Is your company’s data protection strategy sufficient for the realities of modern Internet communications? Data protection is of increasing concern to any business which keeps any secured or non-private information on themselves or their customers. For one thing, according to a recent Verizon survey, unwanted data intrusions were at an all-time high in 2011-2012, with numerous high-profile attacks on companies like Amazon and Sony’s Playstation Network.
Further, as it turns out, 97% of those intrusions were avoidable. These weren’t perpetrated by “inside men.” They were accomplished by outside hackers exploiting security flaws.
On top of that, there is an ever-increasing array of data protection strategy standards your business is expected to adhere to. These come from both governmental regulations, such as the Sarbanes-Oxley (SOX) law, and from private sources such as the Payment Card Industry Data Security Standard (PCIDSS).
Your company needs a comprehensive data protection strategy. Here are five best practices to help ensure you have one:
Five Best Practices For Data Protection
I. Have official standards: First of all, you need an official written copy of your data protection strategy. It should have well-documented and unambiguous specific policies as well as corrective methods for dealing with security flaws as they are discovered.
II. Employee training: Fundamentally, most security problems are due to user error. Your network admins should be rigorously trained in proper data retention standards, and your workforce at large should be trained on handling of non-public information.
III. Security measures centered around restriction of access: No one should have access to secure files unless they need it. The default should always be to block access when in doubt as to a user’s authenticity.
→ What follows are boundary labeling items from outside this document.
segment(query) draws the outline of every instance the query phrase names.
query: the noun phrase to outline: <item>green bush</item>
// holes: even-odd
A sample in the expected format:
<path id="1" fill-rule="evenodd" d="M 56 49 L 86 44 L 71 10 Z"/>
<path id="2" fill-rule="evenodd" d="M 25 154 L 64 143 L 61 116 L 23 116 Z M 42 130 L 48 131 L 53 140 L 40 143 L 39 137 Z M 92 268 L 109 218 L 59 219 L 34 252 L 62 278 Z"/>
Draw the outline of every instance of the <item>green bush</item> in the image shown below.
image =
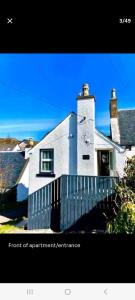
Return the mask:
<path id="1" fill-rule="evenodd" d="M 106 233 L 135 234 L 135 156 L 127 159 L 124 170 L 122 182 L 116 185 L 119 209 L 114 220 L 107 223 Z"/>

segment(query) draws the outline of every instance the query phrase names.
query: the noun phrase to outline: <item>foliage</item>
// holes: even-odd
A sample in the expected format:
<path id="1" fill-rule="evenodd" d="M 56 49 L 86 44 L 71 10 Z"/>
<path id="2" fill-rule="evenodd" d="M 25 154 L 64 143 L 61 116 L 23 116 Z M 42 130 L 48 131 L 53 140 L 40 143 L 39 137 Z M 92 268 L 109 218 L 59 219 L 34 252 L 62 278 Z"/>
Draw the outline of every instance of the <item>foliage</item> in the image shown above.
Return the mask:
<path id="1" fill-rule="evenodd" d="M 113 220 L 107 224 L 107 233 L 135 234 L 135 204 L 131 201 L 121 205 Z"/>
<path id="2" fill-rule="evenodd" d="M 124 171 L 124 178 L 116 185 L 119 209 L 113 221 L 108 222 L 107 233 L 135 234 L 135 156 L 127 159 Z"/>

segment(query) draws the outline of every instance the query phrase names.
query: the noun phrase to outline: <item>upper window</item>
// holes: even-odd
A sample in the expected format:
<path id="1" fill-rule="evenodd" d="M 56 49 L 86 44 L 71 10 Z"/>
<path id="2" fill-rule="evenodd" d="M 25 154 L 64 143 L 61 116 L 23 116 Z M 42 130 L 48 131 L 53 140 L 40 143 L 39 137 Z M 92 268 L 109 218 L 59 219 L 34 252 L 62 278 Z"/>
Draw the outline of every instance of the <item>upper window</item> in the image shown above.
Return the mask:
<path id="1" fill-rule="evenodd" d="M 44 173 L 53 173 L 53 149 L 40 150 L 40 158 L 40 171 Z"/>
<path id="2" fill-rule="evenodd" d="M 127 145 L 126 149 L 129 150 L 129 151 L 131 151 L 131 145 Z"/>

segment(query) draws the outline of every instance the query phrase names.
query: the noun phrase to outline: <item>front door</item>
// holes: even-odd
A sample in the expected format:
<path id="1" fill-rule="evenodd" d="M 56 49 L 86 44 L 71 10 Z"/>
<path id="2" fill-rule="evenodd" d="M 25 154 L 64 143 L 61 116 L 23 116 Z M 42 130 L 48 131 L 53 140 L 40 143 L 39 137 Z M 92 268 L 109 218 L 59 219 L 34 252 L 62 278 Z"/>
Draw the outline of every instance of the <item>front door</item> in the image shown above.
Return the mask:
<path id="1" fill-rule="evenodd" d="M 109 176 L 109 151 L 98 150 L 98 176 Z"/>

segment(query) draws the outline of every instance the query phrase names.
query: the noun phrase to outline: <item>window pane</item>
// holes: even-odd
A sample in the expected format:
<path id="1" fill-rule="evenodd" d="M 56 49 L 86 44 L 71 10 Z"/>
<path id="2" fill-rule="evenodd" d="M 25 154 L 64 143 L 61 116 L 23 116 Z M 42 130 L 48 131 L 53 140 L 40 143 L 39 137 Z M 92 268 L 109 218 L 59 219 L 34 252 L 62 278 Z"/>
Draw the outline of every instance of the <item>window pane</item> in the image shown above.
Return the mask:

IV. Robust monitoring and reporting: Security policies should be routinely tested and probed to verify their efficacy. All network activity needs to be logged, preferably including a read-only copy that even administrators cannot alter. Robust reporting will help you detect any potential intrusions early.
V. Offsite backup: Moving your files onto secure servers offsite, such as through Cloud storage solutions, can ensure you have a reliable copy of your data to restore from or compare against if a security issue did arise.
A robust data protection strategy isn’t optional today; it’s mandatory. You should be constantly reviewing your data protection and retention policies to ensure they are protecting vital data and warding off intruders. Clear policies and good monitoring will ensure your success.